Massenentlassung bei Pfizer
Bis zu 74 Kündigungen werden bei der Zuger Niederlassung des Pharmakonzerns ausgesprochen. Weitere 21 Personen sollen intern wechseln.
Am Zuger Sitz von Pfizer kommt es zu einer Massenentlassung. Eine Sprecherin des US-amerikanischen Pharma- und Biotechkonzerns bestätigt, dass voraussichtlich 74 Entlassungen ausgesprochen werden müssen. Die Zuger Zweigniederlassung von Pfizer entstand erst vor kurzem durch den Kauf des schon länger in Zug beheimateten Krebsspezialisten Seagen. Pfizer hat die Übernahme für 43 Milliarden Dollar per Ende 2023 abgeschlossen. An der Zuger Dammstrasse befand sich bislang der europäische Hauptsitz von Seagen.
«Im Rahmen der Prüfung der Integration der beiden Unternehmenstätigkeiten haben wir festgestellt, dass es Synergien und Doppelspurigkeiten bei bestimmten Rollen und Funktionen gibt. Der Integrationsprozess kann deshalb Auswirkungen auf Arbeitsplätze haben», sagt die Pfizer-Sprecherin. Gegenwärtig laufe der Konsultationsprozess. «Vorbehaltlich einer anderen Lösung müssten die Arbeitsverträge von maximal 74 am Standort Zug beschäftigten Mitarbeitenden gekündigt werden, vorausgesetzt, dass weitere 21 Mitarbeitende intern neue Stellen annehmen können», erklärt das Unternehmen. Aktuell sind bei Pfizer in Zug 191 Personen angestellt. Das heisst: Voraussichtlich die Hälfte der Zuger Belegschaft muss gehen oder intern wechseln.
«Unser Hauptaugenmerk liegt darauf, einen reibungslosen Übergang zu gewährleisten, der die Interessen und das
Wohlergehen unserer Mitarbeitenden respektiert und gleichzeitig das strategische Wachstum des Unternehmens im Auge behält», sagt die PfizerSprecherin weiter. Sie betont, dass «allfällige Stellenkürzungen nicht auf die Leistung unserer Kolleginnen und Kollegen zurückzuführen sind.»
Abbau nach dem Megadeal
Für Pfizer ist der Seagen-Deal der grösste Zukauf seit der Übernahme des Pharmaunternehmens Wyeth im Jahr 2009. Auch Wyeth hatte damals eine Zuger Niederlassung – und auch in diesem Fall erfolgten nach dem Kauf Stellenstreichungen. Mit Blick in die jüngste Vergangenheit erinnert man sich in Zug zudem daran, dass im Jahr 2000 in einer der bis dahin grössten Übernahmen der Geschichte Pfizer den Mitbewerber Warner-Lambert schluckte. Nach dem Deal folgte ein Stellenabbau.

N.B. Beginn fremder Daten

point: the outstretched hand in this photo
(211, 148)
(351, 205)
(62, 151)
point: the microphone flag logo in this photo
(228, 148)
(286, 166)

Verschiedene Branchenkenner verweisen darauf, dass solche Zukäufe für Pfizer Usus sind. «Es ist wie in der Autoindustrie: Man kauft sich Plattformen oder Technologien, die nützlich sein können. Doppelte Funktionen etwa in den Bereichen Finanzen oder Logistik werden dann meist eliminiert», sagt eine Person.
Druck auf Pharmakonzerne steigt
Grundsätzlich machen das viele Pharmakonzerne ähnlich. Aktuell ist der Druck besonders gross, weil viele Firmen Verzögerungen in der Pipeline haben. In einer aktuellen Analyse der 20 weltweit grössten Pharmafirmen schreibt das Beratungsunternehmen Deloitte, das derzeitige Geschäftsmodell der Pharmaindustrie stehe unter erheblichem Druck. Grund dafür seien verschiedene derzeit laufende regulatorische Änderungen, der drohende und «in diesem Ausmass noch nie da gewesene» Verlust der Exklusivität hochwertiger Medikamente und die gestiegenen Zulieferkosten. Weitere Herausforderungen seien der rasche wissenschaftliche Fortschritt, die zunehmende Komplexität der klinischen Studien und die steigenden Kosten für Diagnosen, so Deloitte.
Pfizer selbst sieht sich nach den Impfstoff-Grossverkäufen während der Pandemie tieferem Wachstum gegenüber. Ähnliche Sorgen haben auch andere Pharmakonzerne wie Novartis, Roche, Sanofi oder Bristol-Myers Squibb – alle haben jüngst Jobstreichungen kommuniziert. Ein Branchenkenner sagt, dass die grossen Pharmakonzerne zwar finanziell gut aufgestellt sind. Sie haben jedoch Mühe, zu wachsen. Darum geben sie viel Geld für den Kauf kleiner erfolgversprechender Firmen aus. Und sparen dann, indem sie Doppelspurigkeiten eliminieren.